Like many parents, though, Seal says she was horrified at first when doctors told her Morgan was born with the syndrome. The news came after a traumatic and yet oddly peaceful birthing experience in which Seal was initially sent home from the hospital after being told she was in false labor. Forty-five minutes later, while Seal was trying to relax in the bathtub, Morgan was born in the water. Seal's husband tied off the umbilical cord with a shoelace, and the couple drove to the hospital again. Six hours later, a pediatrician delivered the news.
"I started screaming and bawling," Seal admits. "I envisioned she would never be able to crawl and wouldn't talk and wouldn't even know who I am." Today, Morgan is an energetic, loving 2-year-old who blows kisses to everyone.
Unlike Seal, Lisa Kingsbury found out at 20 weeks that she was pregnant with a child with Down syndrome, or trisomy 21 as it is also known. "You need to go home and make a decision," an ultrasound technician told her, but for Kingsbury, abortion was not an option. Apparently that's often not the case.
According to the administrator of a chat forum at DownSyn.com, "my understanding is that there is no problem in placing a child with Down syndrome with a loving family. The problem is that so many children with Down syndrome are aborted that there are actually very few children available to adopt."
Indeed, another posting on the site, from a woman who was considering aborting her unborn child unless she could find someone to adopt it, drew more than 600 e-mails last summer from people offering to be the adoptive parents.
Mandy Buntjer and her husband, who already had two children, adopted a baby with Down syndrome last winter. "I had worked with the Special Olympics in college and found I had a real great love for these kids," Buntjer, 25, explains. "And we wanted our children to have compassion and to be blind to disabilities."
Although she can understand why parents who were expecting a "perfect" child might be upset at the birth of a child with Down syndrome, she says, "maybe making a conscious decision that that's what we wanted made it easier."
Ormsby and her friends wish the public knew more about Down syndrome: that the children have IQs that fall in the mild to moderate range of retardation; that they are active participants in the educational, vocational and recreational activities of their communities; that they often date and some are beginning to marry; that one in every 800 to 1,000 live births is a child with Down syndrome; that 80 percent of children born with the condition are born to women younger than 35.

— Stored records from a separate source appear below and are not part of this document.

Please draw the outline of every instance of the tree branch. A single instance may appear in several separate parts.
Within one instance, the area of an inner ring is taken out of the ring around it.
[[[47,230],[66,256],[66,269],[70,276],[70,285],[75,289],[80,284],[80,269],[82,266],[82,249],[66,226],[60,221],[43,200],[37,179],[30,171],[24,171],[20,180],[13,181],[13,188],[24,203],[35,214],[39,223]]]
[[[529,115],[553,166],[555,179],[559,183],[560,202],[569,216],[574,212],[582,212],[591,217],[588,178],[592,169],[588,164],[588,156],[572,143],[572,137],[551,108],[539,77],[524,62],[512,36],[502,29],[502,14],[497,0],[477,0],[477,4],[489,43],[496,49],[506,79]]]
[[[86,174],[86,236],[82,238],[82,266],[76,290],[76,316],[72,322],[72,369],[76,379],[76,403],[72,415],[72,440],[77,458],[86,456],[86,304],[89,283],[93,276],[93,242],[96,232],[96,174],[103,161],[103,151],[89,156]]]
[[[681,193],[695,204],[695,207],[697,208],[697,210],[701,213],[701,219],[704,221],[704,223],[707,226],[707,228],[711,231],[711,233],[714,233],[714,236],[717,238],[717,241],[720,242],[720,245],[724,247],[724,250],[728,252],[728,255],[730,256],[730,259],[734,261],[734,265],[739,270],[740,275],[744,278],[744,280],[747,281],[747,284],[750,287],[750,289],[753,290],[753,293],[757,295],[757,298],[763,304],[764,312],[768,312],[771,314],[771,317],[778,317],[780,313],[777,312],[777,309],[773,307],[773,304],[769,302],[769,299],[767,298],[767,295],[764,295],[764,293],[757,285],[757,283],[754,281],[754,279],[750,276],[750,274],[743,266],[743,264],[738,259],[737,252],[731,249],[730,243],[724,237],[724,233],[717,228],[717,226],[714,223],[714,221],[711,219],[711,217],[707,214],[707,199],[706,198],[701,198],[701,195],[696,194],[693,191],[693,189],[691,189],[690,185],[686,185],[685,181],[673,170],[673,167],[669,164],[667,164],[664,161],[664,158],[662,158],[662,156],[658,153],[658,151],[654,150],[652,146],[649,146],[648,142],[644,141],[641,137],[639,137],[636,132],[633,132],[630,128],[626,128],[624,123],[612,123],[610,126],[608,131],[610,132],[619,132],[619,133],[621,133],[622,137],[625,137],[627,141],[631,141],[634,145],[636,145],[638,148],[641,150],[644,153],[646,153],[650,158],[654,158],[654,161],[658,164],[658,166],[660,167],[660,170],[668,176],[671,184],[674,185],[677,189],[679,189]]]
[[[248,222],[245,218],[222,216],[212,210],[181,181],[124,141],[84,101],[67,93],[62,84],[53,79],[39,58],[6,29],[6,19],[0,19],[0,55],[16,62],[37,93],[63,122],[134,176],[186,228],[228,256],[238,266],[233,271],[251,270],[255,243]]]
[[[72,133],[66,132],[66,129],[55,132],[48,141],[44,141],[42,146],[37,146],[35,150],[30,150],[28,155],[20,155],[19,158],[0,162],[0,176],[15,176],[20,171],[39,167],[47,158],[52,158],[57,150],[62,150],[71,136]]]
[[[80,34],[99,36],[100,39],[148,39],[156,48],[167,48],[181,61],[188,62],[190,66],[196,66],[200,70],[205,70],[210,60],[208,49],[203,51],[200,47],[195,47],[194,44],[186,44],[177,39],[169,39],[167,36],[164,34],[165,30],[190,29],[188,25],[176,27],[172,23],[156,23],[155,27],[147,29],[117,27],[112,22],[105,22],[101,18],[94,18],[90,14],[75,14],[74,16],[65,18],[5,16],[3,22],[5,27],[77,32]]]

With more awareness, they hope, perhaps people will refrain from saying things like "You'll never have to clean house again; they make great maids," or "Your family must be so special to be sent a special needs baby," which are both phrases that Ormsby has heard.
What she tells new parents, she says, is that "it doesn't take a Family of the Year to raise a special needs child. It takes a family willing to love that child."
The eighth annual Buddy Walk for Down Syndrome begins at Murray Park at 8 a.m. on Saturday, Oct. 9, with a 5K run (registration from 7 to 7:45 a.m.), and also includes a children's carnival, silent auction, lunch, and the Buddy Walk at 11 a.m.